I could stop this suffering; all I’d need to do is reach out. Anders has been insistently calling and messaging, but the utter disgust and shame I feel about the sinister turn our last encounter took is almost paralysing. And his messages are a mind fuck. They’re a mix of ‘please come back, I miss you’ or ‘I’m going to fucking kill you, arsehole’—he always knew how to keep me on my toes.

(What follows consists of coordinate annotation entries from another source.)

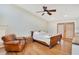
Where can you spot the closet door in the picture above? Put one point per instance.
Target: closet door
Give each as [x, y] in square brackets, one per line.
[69, 27]
[60, 29]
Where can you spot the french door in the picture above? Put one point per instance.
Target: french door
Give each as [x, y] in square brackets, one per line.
[66, 29]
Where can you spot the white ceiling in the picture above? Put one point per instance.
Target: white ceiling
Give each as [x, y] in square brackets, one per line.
[63, 11]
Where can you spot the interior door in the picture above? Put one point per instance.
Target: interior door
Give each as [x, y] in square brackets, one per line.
[60, 28]
[69, 30]
[66, 29]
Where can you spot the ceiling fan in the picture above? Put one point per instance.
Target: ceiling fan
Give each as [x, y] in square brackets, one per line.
[46, 10]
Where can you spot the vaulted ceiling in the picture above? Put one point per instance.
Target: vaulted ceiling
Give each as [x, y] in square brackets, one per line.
[63, 11]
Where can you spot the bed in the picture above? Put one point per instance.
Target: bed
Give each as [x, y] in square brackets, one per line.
[46, 39]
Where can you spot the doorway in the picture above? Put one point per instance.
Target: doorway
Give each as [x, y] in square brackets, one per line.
[66, 29]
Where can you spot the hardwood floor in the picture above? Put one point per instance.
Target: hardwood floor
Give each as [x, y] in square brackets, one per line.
[34, 48]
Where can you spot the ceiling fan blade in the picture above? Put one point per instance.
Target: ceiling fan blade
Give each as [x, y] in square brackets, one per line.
[39, 11]
[53, 10]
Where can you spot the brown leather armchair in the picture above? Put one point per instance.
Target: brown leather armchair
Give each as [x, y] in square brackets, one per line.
[12, 43]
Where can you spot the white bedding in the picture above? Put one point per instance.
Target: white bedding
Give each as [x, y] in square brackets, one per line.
[41, 36]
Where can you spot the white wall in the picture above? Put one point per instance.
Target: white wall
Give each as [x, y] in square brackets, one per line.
[19, 21]
[52, 26]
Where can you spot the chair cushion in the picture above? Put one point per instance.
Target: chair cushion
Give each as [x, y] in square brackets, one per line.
[9, 37]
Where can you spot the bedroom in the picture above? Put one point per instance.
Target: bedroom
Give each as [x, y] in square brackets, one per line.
[22, 19]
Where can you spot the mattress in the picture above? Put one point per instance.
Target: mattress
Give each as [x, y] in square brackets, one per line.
[42, 37]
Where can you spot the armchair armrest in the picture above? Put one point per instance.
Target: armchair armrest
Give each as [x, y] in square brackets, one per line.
[12, 42]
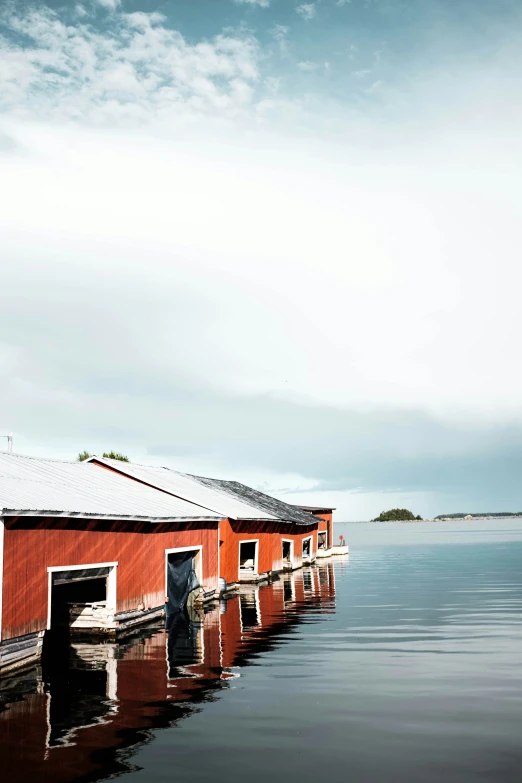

Even if he were willing to forgive me, the way he defended his brother told me where his loyalties lie. How could I ever be with someone knowing they’re related to the man who raped me? The very thought makes my skin crawl. Why would he even want to be with me again, knowing that’s where his brother has been in such a brutal way.

I’d convinced myself I’d feel better after I sought revenge on Chris, yet I’m still hollow inside. The closest I got to feeling normal again was with Anders and look how we fucked that up.

I’m still incredibly angry at him but ashamed of my own actions. It’s a toxic cocktail of anger, disgust, shame and sorrow—I’ve been drinking it down since the day I left him, and I’m slowly being poisoned. It’s only a matter of time before my heart stops beating.

A shiver runs through me. It’s late October now, so the beach is deserted. The cottage looks out over the bay on top of a cliff. Dark clouds swarm overhead, signaling a predestined storm. The waves beat against the rocks and shoreline, creating a somber tune. It’s all very depressing and dramatic, which is fitting, I guess.

I step back inside, slamming the door and flicking the latch.

Sitting in front of the log burner, I toss another piece of wood onto the pile and watch the flames dance through the thick glass. The embers pulse like they have a heartbeat of their own; they’re mesmerising. I get lost in melancholy thoughts of what I’ve done and what could’ve been.

The only sound filling the small space is the crackle of the fire and an ugly, ancient wooden clock my mum refuses to get rid of. Once my brain latches on to the tick tock, it feels like someone’s hammering a nail into my skull, despite that I make no move to stop it.

I’m not sure how much time passes. My face starts to sting from the heat emanating from the fire. I snag a half-empty bottle of wine off the coffee table, scanning my immediate surroundings for a wine glass. It’s a whole four meters away on the kitchen counter.

“Ugh, fuck it,” I mumble to myself before unscrewing the lid and downing a considerable amount of red wine.

I’m pathetic.

My stomach screams at me for not keeping it well-fed. You’d think I’d be better at keeping myself healthy and alive, considering I’m a doctor, but all bets are off. I wonder how long it would take for me to wither away if I only ate cheese and crackers, and drank wine.

I finish off the bottle and continue the important task of staring at the fire. Slipping into a fuzzy state of drunkenness. Sweet moments between Anders and I drift in and out of my consciousness.

My phone rings, I know it’s not him because I changed his ringtone to some horrendous screamo song, so I wouldn’t accidentally answer it. The song pretty much reflects my internal anguish.

I could block him. Why haven’t I done that already? It’s like I want us both to suffer.